David, I'd debate that with you. I find the Veritas and the LN more reliable than the Stanley. This has to do with the Stanley being so flexible. The leading edge with more forward as the screw is tightened. You could take this into account and then set it by tightening the screw to move it closer to the edge, but that is not the expected way. The solid LN and Veritas just go where you want them to go, and stay there.

Regards from Perth

Derek

Sean Hughto
04-12-2014, 11:16 AM
I'm imagining you in this scene - you call that a chipbreaker? ;-)
http://www.youtube.com/watch?v=_vW54lAtldI

Derek Cohen
04-12-2014, 11:25 AM
Heh Sean ... I was planing on my mini travelling bench. Anything on it would look Big!

http://www.inthewoodshop.com/ShopMadeTools/BenchInAWeekend_html_7a54bd14.jpg

Regards from Perth

Derek

Kees Heiden
04-12-2014, 11:35 AM
I was not there, so it's too easy to critique. Probably I would have made a mess in front of a public. Anyway, 0.4 mm isn't quite close enough. I don't know if you measured it, and how you measured it? If it doesn't work well enough, push it a little closer. Indeed when you get tearout any plane feels hard to push, it's not smooth and smooth is good.

When I tested my plane with a 35 degree bevel on the capiron for the first time I was quite disappointed. Then I got the simple tip: "push it closer" and around 0.1 mm or so it worked very well. Should have thought about that myself. (I don't recommend that 35 degree bevel! It is too vulnerable).

David Weaver
04-12-2014, 11:37 AM
David, I'd debate that with you. I find the Veritas and the LN more reliable than the Stanley. This has to do with the Stanley being so flexible. The leading edge with more forward as the screw is tightened. You could take this into account and then set it by tightening the screw to move it closer to the edge, but that is not the expected way. The solid LN and Veritas just go where you want them to go, and stay there.

Regards from Perth

Derek

What makes the stanley perfect isn't the flexibility, that's a feel issue and separate from the function of a chipbreaker. What makes it ideal is that it literally works right away. If there is a snag on the leading edge, then all you have to do is polish the profile if the cap iron as it is, and it works better. As warren has described, I've always had better service (slightly, but better) and better surfaces with curved leading edge on the cap iron, with the profile on the stanley being ideal. I came to that conclusion, however, before I ever saw warren mention it.

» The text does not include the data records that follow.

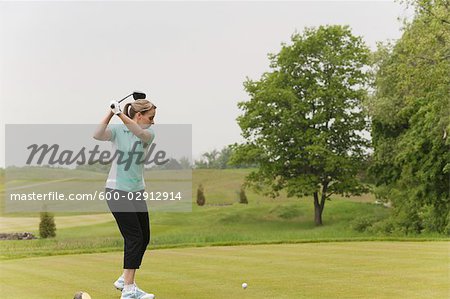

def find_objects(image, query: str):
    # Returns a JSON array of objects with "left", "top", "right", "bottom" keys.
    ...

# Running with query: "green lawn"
[{"left": 0, "top": 242, "right": 450, "bottom": 299}]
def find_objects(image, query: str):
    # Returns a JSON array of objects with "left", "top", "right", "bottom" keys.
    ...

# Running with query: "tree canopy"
[
  {"left": 370, "top": 0, "right": 450, "bottom": 233},
  {"left": 233, "top": 26, "right": 370, "bottom": 225}
]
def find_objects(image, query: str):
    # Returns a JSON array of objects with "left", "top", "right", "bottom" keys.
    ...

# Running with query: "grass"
[
  {"left": 0, "top": 242, "right": 449, "bottom": 299},
  {"left": 0, "top": 201, "right": 442, "bottom": 260}
]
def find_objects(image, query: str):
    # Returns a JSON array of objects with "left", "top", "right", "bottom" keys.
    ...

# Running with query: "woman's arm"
[
  {"left": 118, "top": 113, "right": 152, "bottom": 143},
  {"left": 94, "top": 111, "right": 114, "bottom": 141}
]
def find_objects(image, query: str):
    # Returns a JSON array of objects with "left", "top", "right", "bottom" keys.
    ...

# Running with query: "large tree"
[
  {"left": 233, "top": 26, "right": 370, "bottom": 225},
  {"left": 370, "top": 0, "right": 450, "bottom": 233}
]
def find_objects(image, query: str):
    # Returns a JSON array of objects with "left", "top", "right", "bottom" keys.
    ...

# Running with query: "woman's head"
[{"left": 123, "top": 100, "right": 156, "bottom": 128}]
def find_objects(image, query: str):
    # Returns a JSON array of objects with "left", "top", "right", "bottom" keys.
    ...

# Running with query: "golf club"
[{"left": 111, "top": 91, "right": 146, "bottom": 108}]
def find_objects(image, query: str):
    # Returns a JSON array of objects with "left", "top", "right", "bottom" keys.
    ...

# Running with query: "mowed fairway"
[{"left": 0, "top": 242, "right": 450, "bottom": 299}]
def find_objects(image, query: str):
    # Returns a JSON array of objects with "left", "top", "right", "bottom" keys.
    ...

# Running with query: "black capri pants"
[{"left": 106, "top": 188, "right": 150, "bottom": 269}]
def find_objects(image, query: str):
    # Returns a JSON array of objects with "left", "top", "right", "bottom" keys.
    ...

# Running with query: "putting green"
[{"left": 0, "top": 242, "right": 450, "bottom": 299}]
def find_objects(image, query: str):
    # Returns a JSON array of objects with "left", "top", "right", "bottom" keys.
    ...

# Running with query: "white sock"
[{"left": 123, "top": 283, "right": 134, "bottom": 292}]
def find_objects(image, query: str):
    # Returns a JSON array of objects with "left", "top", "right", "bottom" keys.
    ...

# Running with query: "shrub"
[
  {"left": 351, "top": 216, "right": 376, "bottom": 233},
  {"left": 39, "top": 212, "right": 56, "bottom": 239},
  {"left": 197, "top": 184, "right": 206, "bottom": 206}
]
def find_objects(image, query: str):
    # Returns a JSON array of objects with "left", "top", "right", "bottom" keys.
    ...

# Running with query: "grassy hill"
[{"left": 0, "top": 169, "right": 439, "bottom": 259}]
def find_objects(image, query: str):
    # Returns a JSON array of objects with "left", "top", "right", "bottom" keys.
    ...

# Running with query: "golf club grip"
[{"left": 117, "top": 93, "right": 133, "bottom": 103}]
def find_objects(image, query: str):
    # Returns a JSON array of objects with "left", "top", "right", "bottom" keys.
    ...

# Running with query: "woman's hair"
[{"left": 123, "top": 99, "right": 156, "bottom": 119}]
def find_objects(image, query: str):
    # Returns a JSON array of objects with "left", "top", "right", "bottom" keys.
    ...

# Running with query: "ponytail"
[
  {"left": 123, "top": 99, "right": 156, "bottom": 119},
  {"left": 123, "top": 103, "right": 136, "bottom": 119}
]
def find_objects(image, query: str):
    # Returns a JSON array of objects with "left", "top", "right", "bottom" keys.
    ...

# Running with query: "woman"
[{"left": 94, "top": 100, "right": 156, "bottom": 299}]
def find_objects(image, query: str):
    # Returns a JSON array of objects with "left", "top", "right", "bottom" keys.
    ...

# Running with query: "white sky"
[{"left": 0, "top": 1, "right": 411, "bottom": 166}]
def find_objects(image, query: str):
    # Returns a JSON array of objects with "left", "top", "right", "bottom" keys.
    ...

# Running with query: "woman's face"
[{"left": 136, "top": 109, "right": 156, "bottom": 129}]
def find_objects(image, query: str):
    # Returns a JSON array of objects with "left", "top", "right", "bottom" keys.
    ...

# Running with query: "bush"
[
  {"left": 39, "top": 212, "right": 56, "bottom": 239},
  {"left": 239, "top": 186, "right": 248, "bottom": 204},
  {"left": 197, "top": 184, "right": 206, "bottom": 206},
  {"left": 351, "top": 216, "right": 376, "bottom": 233}
]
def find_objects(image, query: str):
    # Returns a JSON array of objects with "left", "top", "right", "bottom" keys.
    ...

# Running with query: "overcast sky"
[{"left": 0, "top": 1, "right": 410, "bottom": 166}]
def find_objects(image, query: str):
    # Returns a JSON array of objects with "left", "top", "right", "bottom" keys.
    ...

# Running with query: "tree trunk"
[
  {"left": 314, "top": 183, "right": 328, "bottom": 226},
  {"left": 314, "top": 192, "right": 323, "bottom": 226}
]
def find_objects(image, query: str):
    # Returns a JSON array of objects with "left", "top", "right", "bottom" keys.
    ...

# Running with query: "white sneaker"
[
  {"left": 114, "top": 274, "right": 125, "bottom": 291},
  {"left": 120, "top": 285, "right": 155, "bottom": 299}
]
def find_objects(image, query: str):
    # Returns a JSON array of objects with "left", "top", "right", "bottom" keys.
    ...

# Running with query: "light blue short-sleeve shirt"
[{"left": 106, "top": 124, "right": 155, "bottom": 192}]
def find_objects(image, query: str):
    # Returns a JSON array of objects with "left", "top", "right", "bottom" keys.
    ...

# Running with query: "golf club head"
[{"left": 133, "top": 91, "right": 146, "bottom": 101}]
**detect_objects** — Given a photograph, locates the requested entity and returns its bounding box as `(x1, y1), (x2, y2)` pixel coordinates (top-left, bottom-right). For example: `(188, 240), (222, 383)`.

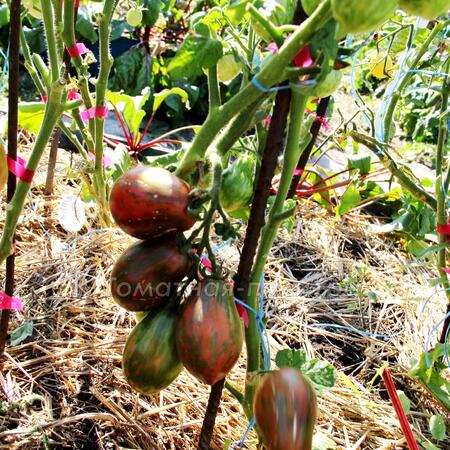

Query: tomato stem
(176, 0), (332, 178)
(244, 90), (308, 411)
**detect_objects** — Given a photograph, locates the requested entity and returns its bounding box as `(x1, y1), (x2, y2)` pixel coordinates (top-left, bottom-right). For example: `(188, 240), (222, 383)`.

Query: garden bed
(0, 147), (445, 449)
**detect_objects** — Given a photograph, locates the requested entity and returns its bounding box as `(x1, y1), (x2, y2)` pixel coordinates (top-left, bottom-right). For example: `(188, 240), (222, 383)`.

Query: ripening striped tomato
(253, 368), (317, 450)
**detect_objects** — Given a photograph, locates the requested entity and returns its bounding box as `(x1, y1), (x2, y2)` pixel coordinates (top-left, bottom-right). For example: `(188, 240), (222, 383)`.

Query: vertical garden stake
(0, 0), (20, 365)
(198, 90), (290, 450)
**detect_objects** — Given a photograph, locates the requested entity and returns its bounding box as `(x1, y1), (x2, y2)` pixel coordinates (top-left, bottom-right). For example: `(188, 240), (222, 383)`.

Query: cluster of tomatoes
(110, 166), (243, 394)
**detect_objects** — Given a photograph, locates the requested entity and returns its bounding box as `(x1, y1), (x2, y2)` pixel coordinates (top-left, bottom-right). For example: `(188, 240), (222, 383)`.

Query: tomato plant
(111, 238), (192, 311)
(0, 0), (450, 450)
(253, 368), (317, 450)
(109, 167), (195, 239)
(176, 278), (243, 385)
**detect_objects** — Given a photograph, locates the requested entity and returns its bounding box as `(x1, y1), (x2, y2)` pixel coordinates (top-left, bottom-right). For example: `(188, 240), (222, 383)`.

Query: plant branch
(350, 131), (437, 211)
(436, 60), (450, 344)
(0, 0), (20, 366)
(208, 64), (221, 114)
(383, 22), (447, 142)
(41, 0), (61, 83)
(176, 0), (331, 178)
(0, 78), (65, 264)
(244, 90), (307, 411)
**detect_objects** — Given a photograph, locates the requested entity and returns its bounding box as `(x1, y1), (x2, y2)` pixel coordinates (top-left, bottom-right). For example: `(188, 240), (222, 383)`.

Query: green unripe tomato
(251, 0), (297, 42)
(22, 0), (43, 19)
(331, 0), (398, 33)
(127, 8), (142, 27)
(217, 53), (243, 83)
(302, 0), (322, 16)
(400, 0), (450, 20)
(311, 70), (342, 98)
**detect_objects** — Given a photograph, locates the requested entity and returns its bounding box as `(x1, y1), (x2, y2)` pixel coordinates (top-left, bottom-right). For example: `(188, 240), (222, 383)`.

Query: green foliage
(408, 344), (450, 411)
(429, 414), (447, 441)
(11, 320), (34, 347)
(168, 23), (222, 79)
(398, 86), (440, 144)
(18, 102), (45, 134)
(108, 47), (153, 95)
(275, 349), (337, 395)
(336, 183), (361, 217)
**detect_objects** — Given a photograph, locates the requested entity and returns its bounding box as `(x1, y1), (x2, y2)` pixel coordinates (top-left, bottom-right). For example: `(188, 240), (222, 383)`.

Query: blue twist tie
(252, 76), (290, 94)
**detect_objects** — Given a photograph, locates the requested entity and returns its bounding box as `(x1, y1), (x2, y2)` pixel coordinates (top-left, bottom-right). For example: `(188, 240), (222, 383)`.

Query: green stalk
(208, 64), (221, 114)
(20, 20), (89, 161)
(41, 0), (61, 83)
(20, 29), (45, 95)
(94, 0), (116, 224)
(383, 22), (448, 142)
(176, 0), (332, 177)
(62, 0), (95, 140)
(0, 78), (65, 264)
(247, 3), (284, 47)
(244, 90), (307, 415)
(436, 60), (450, 304)
(215, 100), (261, 157)
(52, 0), (64, 61)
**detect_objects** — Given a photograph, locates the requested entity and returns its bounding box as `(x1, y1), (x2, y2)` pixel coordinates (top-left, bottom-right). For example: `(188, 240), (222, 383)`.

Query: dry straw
(0, 147), (445, 450)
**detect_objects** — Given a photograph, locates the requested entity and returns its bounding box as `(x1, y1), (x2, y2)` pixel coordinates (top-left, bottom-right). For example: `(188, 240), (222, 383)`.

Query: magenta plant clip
(0, 291), (23, 311)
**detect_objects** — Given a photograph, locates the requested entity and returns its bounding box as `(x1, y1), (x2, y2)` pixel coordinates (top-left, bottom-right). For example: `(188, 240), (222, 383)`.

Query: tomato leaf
(397, 390), (411, 416)
(429, 414), (447, 441)
(336, 183), (361, 217)
(347, 155), (371, 175)
(11, 320), (33, 347)
(408, 344), (450, 410)
(153, 87), (189, 112)
(168, 23), (222, 79)
(19, 102), (45, 134)
(275, 349), (337, 395)
(108, 46), (153, 95)
(312, 431), (336, 450)
(76, 6), (98, 44)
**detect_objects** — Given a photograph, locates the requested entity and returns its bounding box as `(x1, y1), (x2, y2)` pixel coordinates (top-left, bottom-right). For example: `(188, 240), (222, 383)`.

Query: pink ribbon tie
(0, 292), (23, 311)
(7, 156), (34, 183)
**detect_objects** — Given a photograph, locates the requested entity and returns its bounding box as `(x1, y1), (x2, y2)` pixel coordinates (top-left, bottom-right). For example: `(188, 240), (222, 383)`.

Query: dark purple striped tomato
(176, 278), (243, 385)
(109, 166), (195, 239)
(111, 236), (192, 311)
(122, 309), (183, 395)
(253, 368), (317, 450)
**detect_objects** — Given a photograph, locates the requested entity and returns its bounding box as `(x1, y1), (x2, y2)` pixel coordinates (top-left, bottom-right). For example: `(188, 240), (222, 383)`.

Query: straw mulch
(0, 147), (445, 450)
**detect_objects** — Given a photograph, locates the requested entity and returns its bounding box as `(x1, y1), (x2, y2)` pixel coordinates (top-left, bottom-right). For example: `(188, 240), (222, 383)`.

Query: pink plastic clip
(67, 42), (89, 58)
(80, 106), (109, 121)
(8, 156), (34, 183)
(294, 47), (314, 67)
(0, 292), (23, 311)
(67, 89), (81, 100)
(88, 152), (112, 167)
(306, 108), (330, 131)
(267, 42), (278, 54)
(437, 223), (450, 236)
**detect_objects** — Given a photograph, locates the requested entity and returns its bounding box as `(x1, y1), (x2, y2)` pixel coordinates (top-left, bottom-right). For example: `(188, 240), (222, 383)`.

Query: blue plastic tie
(252, 75), (290, 94)
(311, 323), (399, 341)
(425, 312), (450, 368)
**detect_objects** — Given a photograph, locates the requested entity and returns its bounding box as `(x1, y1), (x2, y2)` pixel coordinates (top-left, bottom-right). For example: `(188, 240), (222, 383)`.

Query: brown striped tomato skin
(176, 278), (244, 385)
(253, 368), (317, 450)
(109, 166), (195, 239)
(122, 309), (183, 395)
(111, 237), (192, 311)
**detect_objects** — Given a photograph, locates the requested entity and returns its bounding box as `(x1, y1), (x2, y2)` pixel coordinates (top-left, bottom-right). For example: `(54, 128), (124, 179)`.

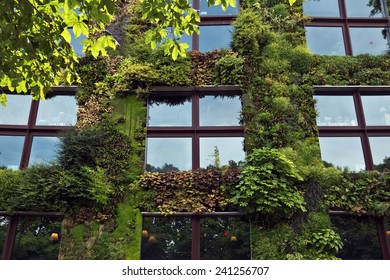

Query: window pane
(362, 96), (390, 125)
(199, 0), (240, 16)
(163, 27), (192, 50)
(0, 136), (24, 170)
(148, 96), (192, 126)
(349, 27), (389, 55)
(345, 0), (384, 17)
(146, 138), (192, 172)
(200, 217), (251, 260)
(385, 217), (390, 246)
(314, 95), (358, 126)
(305, 26), (345, 55)
(303, 0), (340, 17)
(68, 28), (87, 56)
(36, 95), (77, 126)
(0, 94), (31, 125)
(199, 25), (233, 52)
(12, 217), (61, 260)
(141, 217), (192, 260)
(0, 216), (9, 260)
(199, 95), (242, 126)
(320, 137), (366, 171)
(29, 136), (60, 165)
(369, 137), (390, 171)
(200, 137), (245, 168)
(331, 216), (383, 260)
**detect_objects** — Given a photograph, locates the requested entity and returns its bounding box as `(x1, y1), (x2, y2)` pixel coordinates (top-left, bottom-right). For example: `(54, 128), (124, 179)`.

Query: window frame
(141, 212), (252, 260)
(305, 0), (390, 56)
(314, 86), (390, 170)
(145, 86), (244, 170)
(0, 86), (77, 169)
(177, 0), (239, 51)
(0, 211), (64, 260)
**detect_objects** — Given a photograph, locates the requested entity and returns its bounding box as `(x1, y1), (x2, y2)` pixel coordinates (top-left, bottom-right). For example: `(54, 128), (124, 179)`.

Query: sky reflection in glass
(146, 138), (192, 170)
(29, 136), (60, 165)
(303, 0), (340, 17)
(199, 95), (242, 126)
(200, 137), (245, 168)
(314, 95), (358, 126)
(0, 135), (24, 170)
(0, 94), (31, 125)
(319, 137), (366, 171)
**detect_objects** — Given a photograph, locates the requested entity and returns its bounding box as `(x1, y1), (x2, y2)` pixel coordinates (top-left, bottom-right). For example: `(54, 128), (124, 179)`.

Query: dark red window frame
(142, 212), (244, 260)
(314, 86), (390, 260)
(0, 86), (77, 169)
(305, 0), (390, 55)
(146, 86), (244, 170)
(186, 0), (238, 50)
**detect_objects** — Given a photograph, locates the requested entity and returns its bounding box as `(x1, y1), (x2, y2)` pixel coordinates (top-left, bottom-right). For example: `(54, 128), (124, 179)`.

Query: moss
(111, 94), (146, 180)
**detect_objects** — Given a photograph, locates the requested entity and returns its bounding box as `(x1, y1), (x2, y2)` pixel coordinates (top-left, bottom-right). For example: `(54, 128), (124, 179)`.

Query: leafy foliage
(136, 167), (239, 214)
(0, 0), (116, 105)
(228, 149), (306, 219)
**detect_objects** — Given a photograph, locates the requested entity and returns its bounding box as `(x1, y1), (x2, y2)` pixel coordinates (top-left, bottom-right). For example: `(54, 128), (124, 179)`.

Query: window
(141, 212), (251, 260)
(303, 0), (389, 56)
(314, 86), (390, 171)
(168, 0), (240, 52)
(0, 87), (77, 170)
(146, 87), (245, 172)
(331, 216), (383, 260)
(0, 211), (63, 260)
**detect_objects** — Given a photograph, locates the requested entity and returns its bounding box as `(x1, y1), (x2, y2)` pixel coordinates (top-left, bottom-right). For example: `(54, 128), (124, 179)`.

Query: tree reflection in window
(331, 216), (383, 260)
(200, 217), (251, 260)
(148, 94), (192, 126)
(141, 217), (192, 260)
(12, 217), (61, 260)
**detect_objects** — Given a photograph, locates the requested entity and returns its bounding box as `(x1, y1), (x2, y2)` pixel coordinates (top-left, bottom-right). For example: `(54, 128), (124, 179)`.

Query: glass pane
(200, 217), (251, 260)
(345, 0), (384, 17)
(141, 217), (192, 260)
(0, 94), (31, 125)
(146, 138), (192, 172)
(199, 0), (240, 16)
(320, 137), (366, 171)
(369, 137), (390, 171)
(303, 0), (340, 17)
(199, 25), (233, 52)
(68, 28), (87, 56)
(36, 95), (77, 126)
(0, 136), (24, 170)
(0, 216), (9, 260)
(385, 217), (390, 246)
(163, 27), (192, 50)
(314, 95), (358, 126)
(199, 95), (242, 126)
(12, 217), (62, 260)
(29, 136), (60, 165)
(200, 137), (245, 168)
(305, 26), (345, 55)
(148, 96), (192, 126)
(331, 216), (383, 260)
(349, 27), (389, 55)
(362, 95), (390, 125)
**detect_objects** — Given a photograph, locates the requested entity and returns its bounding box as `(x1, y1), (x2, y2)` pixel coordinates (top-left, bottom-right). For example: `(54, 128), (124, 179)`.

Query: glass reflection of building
(0, 87), (77, 260)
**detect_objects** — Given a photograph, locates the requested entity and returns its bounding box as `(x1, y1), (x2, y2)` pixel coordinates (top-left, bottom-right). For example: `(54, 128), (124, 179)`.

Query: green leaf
(288, 0), (297, 6)
(0, 93), (7, 107)
(61, 28), (72, 44)
(73, 22), (89, 38)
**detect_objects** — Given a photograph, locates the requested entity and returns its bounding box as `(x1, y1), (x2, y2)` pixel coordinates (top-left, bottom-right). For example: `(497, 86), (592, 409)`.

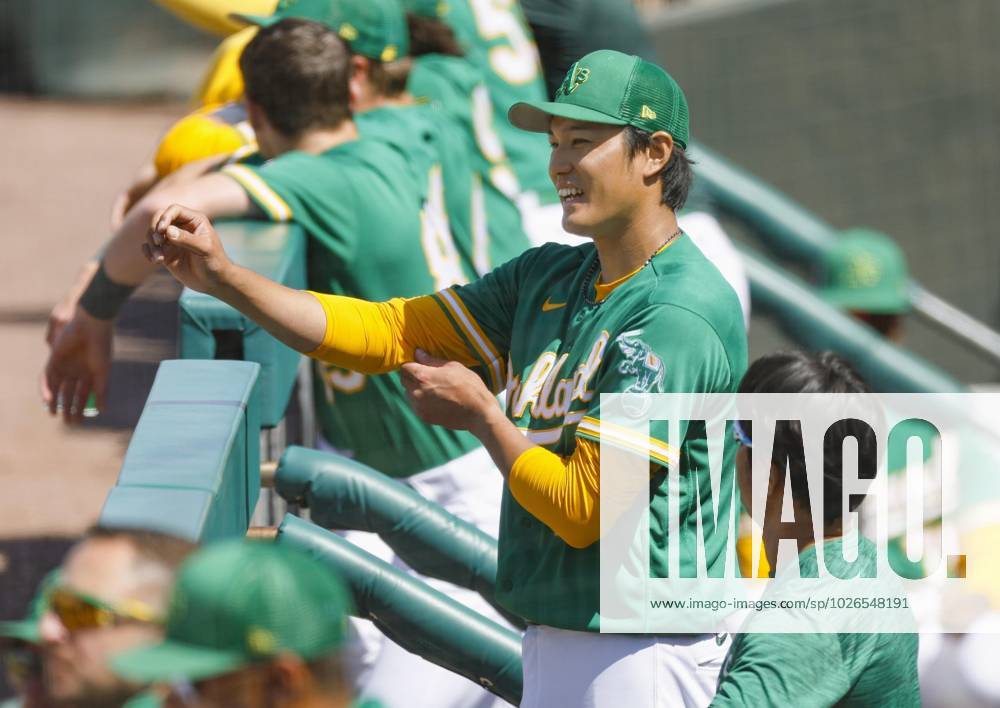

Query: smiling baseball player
(147, 51), (746, 708)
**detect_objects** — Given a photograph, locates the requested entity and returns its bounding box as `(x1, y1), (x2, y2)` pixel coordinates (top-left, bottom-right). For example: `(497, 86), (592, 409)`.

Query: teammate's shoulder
(413, 54), (482, 85)
(649, 235), (743, 320)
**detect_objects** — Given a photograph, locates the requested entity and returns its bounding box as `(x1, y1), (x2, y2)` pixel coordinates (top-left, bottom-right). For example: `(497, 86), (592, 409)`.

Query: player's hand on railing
(41, 307), (113, 423)
(45, 259), (100, 347)
(142, 204), (233, 295)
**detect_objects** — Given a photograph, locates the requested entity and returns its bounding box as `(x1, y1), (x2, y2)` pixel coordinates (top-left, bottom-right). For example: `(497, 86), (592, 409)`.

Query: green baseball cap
(111, 539), (351, 682)
(507, 49), (688, 149)
(403, 0), (451, 20)
(823, 228), (910, 315)
(233, 0), (410, 62)
(0, 568), (60, 644)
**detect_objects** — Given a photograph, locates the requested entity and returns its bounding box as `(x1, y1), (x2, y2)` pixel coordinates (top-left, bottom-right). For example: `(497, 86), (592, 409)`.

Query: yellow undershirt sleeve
(150, 0), (278, 37)
(309, 292), (480, 374)
(507, 438), (601, 548)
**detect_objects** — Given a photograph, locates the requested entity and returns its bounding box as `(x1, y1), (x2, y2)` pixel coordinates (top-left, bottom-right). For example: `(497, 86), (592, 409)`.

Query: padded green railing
(740, 247), (964, 393)
(179, 221), (306, 428)
(274, 446), (522, 625)
(277, 515), (522, 705)
(100, 360), (260, 541)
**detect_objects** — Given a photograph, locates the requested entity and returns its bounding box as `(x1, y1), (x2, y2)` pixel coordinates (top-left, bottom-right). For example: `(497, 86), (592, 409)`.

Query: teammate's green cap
(234, 0), (410, 62)
(0, 568), (60, 644)
(112, 540), (350, 682)
(823, 228), (910, 315)
(507, 49), (688, 149)
(403, 0), (451, 20)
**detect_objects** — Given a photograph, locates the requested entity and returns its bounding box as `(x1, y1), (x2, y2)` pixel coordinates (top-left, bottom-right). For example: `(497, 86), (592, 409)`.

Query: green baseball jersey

There is less finesse in setting it than you're implying, and I don't find one or the other type any easier (faster or more precise) to set. It is the benefit of experience, I guess, but presumably every woodworker will get to the point that they have "experience" as that's what most are lacking, not ease of tool use.

Lee Valley may have known how to set the cap iron when they sold their planes and designed their new cap iron, but I'd imagine LN did not, and their design likely has less to do with actually setting the cap iron for use than for some other reason. Why do I think that? Because for years, they made planes where the cap iron couldn't even be set close to the edge and they never once suggested using the cap iron for mitigating tearout.

David Weaver
04-12-2014, 11:42 AM
- the plane was hard to push and left a poor surface in it wake.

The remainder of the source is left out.